Talking to Concord Music's Tom Biery about the just-deceased Nat Hentoff, I said Hentoff seemed to have written liner notes on about half my jazz collection. When I went back to look at them, I also noticed that the essential yet modest Hentoff used up much of his wordage in quoting others -- as if he couldn't have said it better himself. He could.
Dexter Gordon, "Our Man in Paris"
". . . the soaring assurance, the delight in improvising, the unflagging resourcefulness and the bursting ardor of his attack."
Archie Shepp, "Fire Music"
". . . reaching into all there can be of life, plunging through the brittle evasions of the non-livers -- those who just exist."
Pharoah Sanders, "Tauhid"
"The opponents of what's happening now seem to be charging that too much emotion is erupting in this music . . . But too much emotion for whom?"

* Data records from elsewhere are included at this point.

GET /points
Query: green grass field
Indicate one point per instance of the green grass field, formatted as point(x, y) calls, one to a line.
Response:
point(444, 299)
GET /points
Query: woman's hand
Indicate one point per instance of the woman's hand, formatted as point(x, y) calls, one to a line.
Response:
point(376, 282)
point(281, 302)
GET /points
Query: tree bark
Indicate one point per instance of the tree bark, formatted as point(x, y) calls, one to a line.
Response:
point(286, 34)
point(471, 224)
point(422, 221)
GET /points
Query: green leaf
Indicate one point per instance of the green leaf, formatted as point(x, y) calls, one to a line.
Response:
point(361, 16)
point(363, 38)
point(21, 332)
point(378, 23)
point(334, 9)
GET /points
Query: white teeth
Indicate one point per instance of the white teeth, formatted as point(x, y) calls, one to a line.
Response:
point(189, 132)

Ornette Coleman, "Something Else"
"Far from being esoteric or abstract, Ornette's story is as basically rawly emotional as anyone's in jazz."
Albert Ayler, "Live at the Village Vanguard"

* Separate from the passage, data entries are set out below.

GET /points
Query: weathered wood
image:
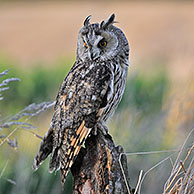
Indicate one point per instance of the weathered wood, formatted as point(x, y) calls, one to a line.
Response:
point(97, 169)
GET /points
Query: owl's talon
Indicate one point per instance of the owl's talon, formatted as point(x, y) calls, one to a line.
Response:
point(100, 126)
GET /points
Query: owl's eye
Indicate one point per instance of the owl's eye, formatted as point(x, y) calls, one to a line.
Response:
point(85, 45)
point(102, 43)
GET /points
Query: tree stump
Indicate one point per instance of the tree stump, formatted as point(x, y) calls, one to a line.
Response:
point(97, 168)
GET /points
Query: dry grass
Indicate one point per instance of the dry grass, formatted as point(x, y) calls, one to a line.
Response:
point(181, 180)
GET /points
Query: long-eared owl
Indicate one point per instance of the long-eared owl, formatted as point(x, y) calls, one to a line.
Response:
point(89, 94)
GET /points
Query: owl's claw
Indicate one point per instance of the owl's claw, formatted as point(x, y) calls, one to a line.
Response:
point(100, 126)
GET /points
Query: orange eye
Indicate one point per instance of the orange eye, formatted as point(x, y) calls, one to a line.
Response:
point(102, 43)
point(85, 45)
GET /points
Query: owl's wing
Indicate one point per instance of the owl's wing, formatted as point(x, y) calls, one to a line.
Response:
point(82, 95)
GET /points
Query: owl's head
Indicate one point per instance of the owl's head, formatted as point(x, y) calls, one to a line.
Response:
point(101, 41)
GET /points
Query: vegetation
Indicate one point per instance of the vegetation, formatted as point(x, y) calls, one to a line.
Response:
point(139, 124)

"Since Ayler is wholly committed to his revelation of truth in music, he has had no choice but to wait for listeners to perceive the aural implications of the-times-they-are-a-changin'."
Andrew Hill, "Point of Departure"
"The unyielding motivation in Hill's music is his desire to keep finding out who he is and to make his music out of that deepening knowledge."
Charles Mingus, "Chazz"
" . . . the most compelling and confusing and unpredictable and open and closed and wholly uncategorizable man I've ever known in the music."
Cecil Taylor & Buell Neidlinger, "New York City R&B" (produced by Hentoff)
"I am in no way attracted to the mystic, but I remember very well that the sense -- the weight -- of this music stayed in the room long after Cecil and his associates had left."
Introduction to Hentoff's book "Jazz Is"
"As a boy . . . I was in awe of jazz musicians because of their power, because of the mystery of their sinuous but overwhelming power. Nothing else in my experience was so exhilarating."